After unsuccessful painter Paul Kellermann has disappeared, interest in his paintings rises, until his soft-spoken widow Kitty Kellermann is accused to have murdered her husband by drowning him in a lake. A mysterious person warns the court president Grandt that somebody wants to kill him, and he sends a telegram to his friend and lawyer to come for support. The night before the court session that likely will sentence her, a surprise visitor shows up at night and seemingly provides ample evidence that his friend and lawyer, knowing about the terms in the testament, has the intention to take advantage of that, having bought a ticket well before he received the telegram. After making his point that things are not always as they may seem, as simple sleight of hand "hocus-pocus" tricks and a forged date on a ticket apparently had convinced the judge within minutes that his long-term friend has evil intentions, the visitor declares that he is Peter Bille, a former circus artist, escape artist, illusionist, speed painter, trick shooter and jurist, and that he will defend poor and innocent Mrs. Kellermann because her lawyer has stepped down.
The film sets were designed by the art directors Robert Herlth and Walter Röhrig. Both versions were shot at the Babelsberg Studios.

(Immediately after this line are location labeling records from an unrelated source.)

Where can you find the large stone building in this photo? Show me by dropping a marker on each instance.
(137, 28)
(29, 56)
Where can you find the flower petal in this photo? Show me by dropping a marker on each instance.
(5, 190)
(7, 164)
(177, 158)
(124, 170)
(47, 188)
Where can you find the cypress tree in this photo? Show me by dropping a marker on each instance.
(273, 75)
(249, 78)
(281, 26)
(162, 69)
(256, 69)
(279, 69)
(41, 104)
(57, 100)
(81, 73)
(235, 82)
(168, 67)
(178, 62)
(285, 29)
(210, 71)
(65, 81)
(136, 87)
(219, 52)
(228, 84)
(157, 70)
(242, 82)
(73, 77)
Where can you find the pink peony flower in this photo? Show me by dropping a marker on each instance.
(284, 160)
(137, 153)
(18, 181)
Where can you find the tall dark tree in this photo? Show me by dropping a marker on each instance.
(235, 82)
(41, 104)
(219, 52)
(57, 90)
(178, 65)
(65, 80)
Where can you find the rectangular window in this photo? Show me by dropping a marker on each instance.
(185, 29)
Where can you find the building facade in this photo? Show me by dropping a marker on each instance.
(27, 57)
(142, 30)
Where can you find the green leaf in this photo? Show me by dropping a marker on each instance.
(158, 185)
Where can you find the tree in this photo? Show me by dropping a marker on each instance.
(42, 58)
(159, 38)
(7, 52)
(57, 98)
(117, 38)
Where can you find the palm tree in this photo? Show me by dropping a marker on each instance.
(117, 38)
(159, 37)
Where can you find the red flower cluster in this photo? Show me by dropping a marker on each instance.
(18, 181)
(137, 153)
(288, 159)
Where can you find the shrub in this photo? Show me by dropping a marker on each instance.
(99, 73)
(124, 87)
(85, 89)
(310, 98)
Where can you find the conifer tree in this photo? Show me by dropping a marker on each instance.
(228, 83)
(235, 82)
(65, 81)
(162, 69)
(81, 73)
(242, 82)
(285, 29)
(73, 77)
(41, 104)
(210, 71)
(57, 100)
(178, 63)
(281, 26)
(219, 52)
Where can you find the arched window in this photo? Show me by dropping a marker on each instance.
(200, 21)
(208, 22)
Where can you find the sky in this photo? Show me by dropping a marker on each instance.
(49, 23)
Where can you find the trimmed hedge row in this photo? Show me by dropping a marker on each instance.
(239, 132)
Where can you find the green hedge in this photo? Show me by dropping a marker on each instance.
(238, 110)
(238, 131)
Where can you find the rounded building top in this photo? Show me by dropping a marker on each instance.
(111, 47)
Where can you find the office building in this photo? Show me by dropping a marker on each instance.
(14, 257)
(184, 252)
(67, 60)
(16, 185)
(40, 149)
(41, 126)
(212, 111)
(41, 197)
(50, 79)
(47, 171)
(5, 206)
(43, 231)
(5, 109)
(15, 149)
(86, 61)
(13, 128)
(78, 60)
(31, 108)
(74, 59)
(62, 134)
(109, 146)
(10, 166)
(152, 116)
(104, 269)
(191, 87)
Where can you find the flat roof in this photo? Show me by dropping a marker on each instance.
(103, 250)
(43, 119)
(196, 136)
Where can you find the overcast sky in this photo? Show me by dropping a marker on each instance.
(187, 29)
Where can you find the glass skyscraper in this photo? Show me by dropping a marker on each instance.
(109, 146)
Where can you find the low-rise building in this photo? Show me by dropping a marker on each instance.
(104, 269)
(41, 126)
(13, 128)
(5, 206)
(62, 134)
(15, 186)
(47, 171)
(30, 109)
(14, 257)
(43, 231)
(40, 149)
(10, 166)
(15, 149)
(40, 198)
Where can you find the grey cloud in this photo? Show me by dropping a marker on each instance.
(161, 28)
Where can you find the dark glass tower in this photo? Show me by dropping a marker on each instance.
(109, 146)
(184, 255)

The English-language version was made at the same time, The Temporary Widow, the title referring to one of the paintings. Also directed by Ucicky and starring bi-lingual Lilian Harvey, Laurence Olivier acted in his first full movie.[2] Two more German movies were made after the war, both with the original role names (Agda Kjerulf instead of Kitty Kellermann, and so on), one with Curt Goetz himself, in 1953, and another, after Goetz's death, in 1966 (the latter in color).